Utoya, le 22 juillet d'Erik Poppe - Cine-Woman

L’affiche d’Utoya, 22 juillet

Il a d’abord attendu que l’enquête soit close, puis recueilli de nombreux témoignages pour construire ses personnages. Il est ensuite resté fidèle à la durée du massacre qu’on suit, comme si nous y étions, en temps réel. Enfin, il a filmé en caméra mobile et subjective, en épousant constamment le point de vue des victimes. Du tueur, on ne percevra que le bruit, la menace, vaguement une silhouette et peut-être un bout de jambes.

Le point de vue des victimes, toujours

En revanche, Erik Poppe s’attache à suivre au plus près un groupe de jeunes militants. Il les suit dans leur errance, dans leur hésitation à tenter de se cacher (pas facile) ou à fuir. Ou bien, dans leur incapacité à téléphoner à leur famille ou aux secours, qui ont mis du temps, trop de temps à réagir.
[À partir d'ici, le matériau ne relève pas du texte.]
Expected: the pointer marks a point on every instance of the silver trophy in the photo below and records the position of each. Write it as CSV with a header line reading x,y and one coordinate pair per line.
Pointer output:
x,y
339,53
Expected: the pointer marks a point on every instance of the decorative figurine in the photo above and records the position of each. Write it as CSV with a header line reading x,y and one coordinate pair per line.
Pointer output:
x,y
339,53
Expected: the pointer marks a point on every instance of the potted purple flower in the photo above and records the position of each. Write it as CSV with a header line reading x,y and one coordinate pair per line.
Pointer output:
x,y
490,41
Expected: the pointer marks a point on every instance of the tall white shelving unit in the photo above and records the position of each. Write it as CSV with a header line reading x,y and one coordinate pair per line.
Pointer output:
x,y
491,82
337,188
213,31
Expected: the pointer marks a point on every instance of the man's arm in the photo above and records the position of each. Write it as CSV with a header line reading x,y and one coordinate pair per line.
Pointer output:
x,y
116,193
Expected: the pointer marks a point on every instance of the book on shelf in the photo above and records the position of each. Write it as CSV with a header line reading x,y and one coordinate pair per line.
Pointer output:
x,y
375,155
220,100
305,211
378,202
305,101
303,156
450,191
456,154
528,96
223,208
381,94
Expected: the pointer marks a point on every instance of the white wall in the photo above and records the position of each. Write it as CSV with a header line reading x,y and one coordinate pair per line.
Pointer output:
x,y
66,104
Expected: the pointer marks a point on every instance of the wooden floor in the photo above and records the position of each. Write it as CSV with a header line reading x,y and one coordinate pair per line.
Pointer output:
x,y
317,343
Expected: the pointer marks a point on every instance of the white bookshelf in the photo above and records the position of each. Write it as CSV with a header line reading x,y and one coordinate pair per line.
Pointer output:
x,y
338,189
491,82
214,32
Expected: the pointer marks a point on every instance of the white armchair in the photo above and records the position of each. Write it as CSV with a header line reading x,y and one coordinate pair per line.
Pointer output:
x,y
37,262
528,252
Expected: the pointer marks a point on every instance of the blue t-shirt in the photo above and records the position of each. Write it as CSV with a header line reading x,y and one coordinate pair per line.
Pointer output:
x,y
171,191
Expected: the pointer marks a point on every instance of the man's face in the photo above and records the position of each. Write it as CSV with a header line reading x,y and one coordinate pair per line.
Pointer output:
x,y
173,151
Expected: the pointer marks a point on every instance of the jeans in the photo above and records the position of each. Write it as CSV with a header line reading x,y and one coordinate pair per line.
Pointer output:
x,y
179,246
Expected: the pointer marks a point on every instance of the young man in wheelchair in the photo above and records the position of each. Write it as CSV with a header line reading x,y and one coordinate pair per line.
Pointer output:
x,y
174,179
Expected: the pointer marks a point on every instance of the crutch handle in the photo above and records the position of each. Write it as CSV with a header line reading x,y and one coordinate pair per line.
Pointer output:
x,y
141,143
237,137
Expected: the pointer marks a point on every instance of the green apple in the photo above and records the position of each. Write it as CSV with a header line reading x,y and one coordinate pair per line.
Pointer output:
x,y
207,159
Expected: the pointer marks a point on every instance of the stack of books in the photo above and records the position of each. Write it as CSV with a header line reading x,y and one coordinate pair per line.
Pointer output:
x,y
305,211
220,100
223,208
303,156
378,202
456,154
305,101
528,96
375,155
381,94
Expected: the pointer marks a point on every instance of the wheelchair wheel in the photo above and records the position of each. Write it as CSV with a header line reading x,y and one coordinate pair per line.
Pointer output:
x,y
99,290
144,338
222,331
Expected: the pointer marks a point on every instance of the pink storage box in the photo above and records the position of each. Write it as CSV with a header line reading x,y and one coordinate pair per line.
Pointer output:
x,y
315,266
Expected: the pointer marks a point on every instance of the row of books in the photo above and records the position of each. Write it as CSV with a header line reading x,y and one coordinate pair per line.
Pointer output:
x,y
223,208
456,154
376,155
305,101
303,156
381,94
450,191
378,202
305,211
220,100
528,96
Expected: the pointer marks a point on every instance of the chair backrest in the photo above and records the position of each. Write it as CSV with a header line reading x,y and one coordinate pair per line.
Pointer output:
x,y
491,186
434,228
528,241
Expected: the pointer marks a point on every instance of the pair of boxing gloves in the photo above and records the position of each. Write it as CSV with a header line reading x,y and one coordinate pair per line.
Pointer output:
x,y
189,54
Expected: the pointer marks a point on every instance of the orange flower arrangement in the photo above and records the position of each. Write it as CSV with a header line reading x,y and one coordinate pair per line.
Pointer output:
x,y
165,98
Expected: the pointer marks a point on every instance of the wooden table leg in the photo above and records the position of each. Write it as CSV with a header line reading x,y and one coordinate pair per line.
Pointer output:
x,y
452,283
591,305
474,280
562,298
On ne peut que saluer la minutie avec laquelle Erik Poppe a choisi de réaliser son film, et la rigueur qu’il a adoptée. Mais, ces qualités et cette volonté de faire ressentir au plus près ce que ces jeunes ont dû subir, n’empêchent toutefois pas une certaine froideur, une distance que ne parvient jamais à effacer la caméra. A vrai dire, on n’y était pas, et comme lors des attentats du 13 novembre à Paris, jamais un film ne permettra de partager l’effroi, la frayeur, la sidération qu’ont dû ressentir les victimes ce soir-là. L’horreur à ce point, gratuite qui plus est, n’est pas transmissible… Et le reste (le goût de la vie, les projets etc…) semble alors factice, artificiel, même si les victimes méritent cet hommage.

D’Erick Poppe, avec Avec Andrea Berntzen, Sorosh Sadat, Aleksander Holmen…

2018 – Norvège – 1h33

Utoya, 22 juillet d’Erik Poppe était en compétition à la Berlinale 2018.